Of course, the number and magnitude of crucial moments isn’t the only thing that can make a tennis match “exciting.” Finals tend to be more gripping than first-round tilts, long rallies and daring net play are more watchable than error-riddled ballbashing, and Fed Cup rubbers feature crowds that can make the warmup feel like a third-set tiebreak. When news outlets make their “Best Matches of 2016” lists, they’ll surely take some of those other factors into account. EI takes a narrower view, and it is able to show us which matches, independent of context, offered the most pressure-packed tennis.

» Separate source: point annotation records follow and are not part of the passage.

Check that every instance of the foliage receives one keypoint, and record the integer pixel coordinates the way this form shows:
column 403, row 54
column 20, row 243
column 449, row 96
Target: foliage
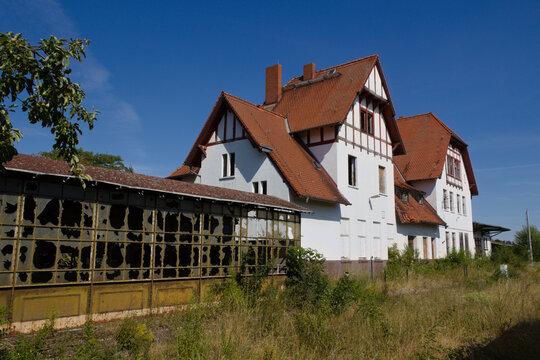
column 90, row 348
column 5, row 322
column 190, row 340
column 306, row 280
column 32, row 348
column 90, row 158
column 509, row 255
column 36, row 78
column 436, row 314
column 522, row 242
column 346, row 291
column 252, row 284
column 135, row 338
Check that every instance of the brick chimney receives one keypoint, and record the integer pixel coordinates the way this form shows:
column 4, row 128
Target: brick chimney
column 273, row 84
column 309, row 71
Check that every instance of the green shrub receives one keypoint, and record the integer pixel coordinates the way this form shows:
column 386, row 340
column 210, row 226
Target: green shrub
column 90, row 348
column 346, row 291
column 135, row 338
column 32, row 347
column 306, row 281
column 190, row 339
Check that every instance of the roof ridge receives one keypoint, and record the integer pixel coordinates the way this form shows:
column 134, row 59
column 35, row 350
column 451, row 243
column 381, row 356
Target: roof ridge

Here are the top ten matches of the 2016 WTA season, ranked by EI:
Tournament Match Score EI Charleston Lucic/Mladenovic 4-6 6-4 7-6(13) 109.9 Wimbledon Cibulkova/Radwanska 6-3 5-7 9-7 105.0 Wimbledon Safarova/Cepelova 4-6 6-1 12-10 101.7 Kuala Lumpur Nara/Hantuchova 6-4 6-7(4) 7-6(10) 100.2 Brisbane CSN/Lepchenko 4-6 6-4 7-5 99.0 Quebec City Vickery/Tig 7-6(5) 6-7(3) 7-6(7) 98.5 Miami Garcia/Petkovic 7-6(5) 3-6 7-6(2) 98.1 Wimbledon Vesnina/Makarova 5-7 6-1 9-7 97.2 Beijing Keys/Kvitova 6-3 6-7(2) 7-6(5) 96.8 Acapulco Stephens/Cibulkova 6-4 4-6 7-6(5) 96.7
Getting to 6-6 in the final set is clearly a good way to appear on this list. The top fifty matches of the season (out of about 2,700) all reached at least 5-5 in the third. The highest-rated clash that didn’t get that far was Angelique Kerber‘s 1-6 7-6(2) 6-4 defeat of Elina Svitolina, with an EI of 88.2. Svitolina’s 4-6 6-3 6-4 victory over Bethanie Mattek Sands in Wuhan, the top match on the list without any sets reaching 5-5, scored an EI of 87.3.
Wimbledon featured an unusual number of very exciting matches this year, especially compared to Roland Garros and the Australian Open, the other tournaments that forgo a tiebreak in the final set. The top-rated French Open contest was the first-rounder between Johanna Larsson and Magda Linette, which scored 95.3 and ranks 13th for the season, while the highest EI among Aussie Open matches is all the way down at 27th on the list, a 92.8 between Monica Puig and Kristyna Pliskova.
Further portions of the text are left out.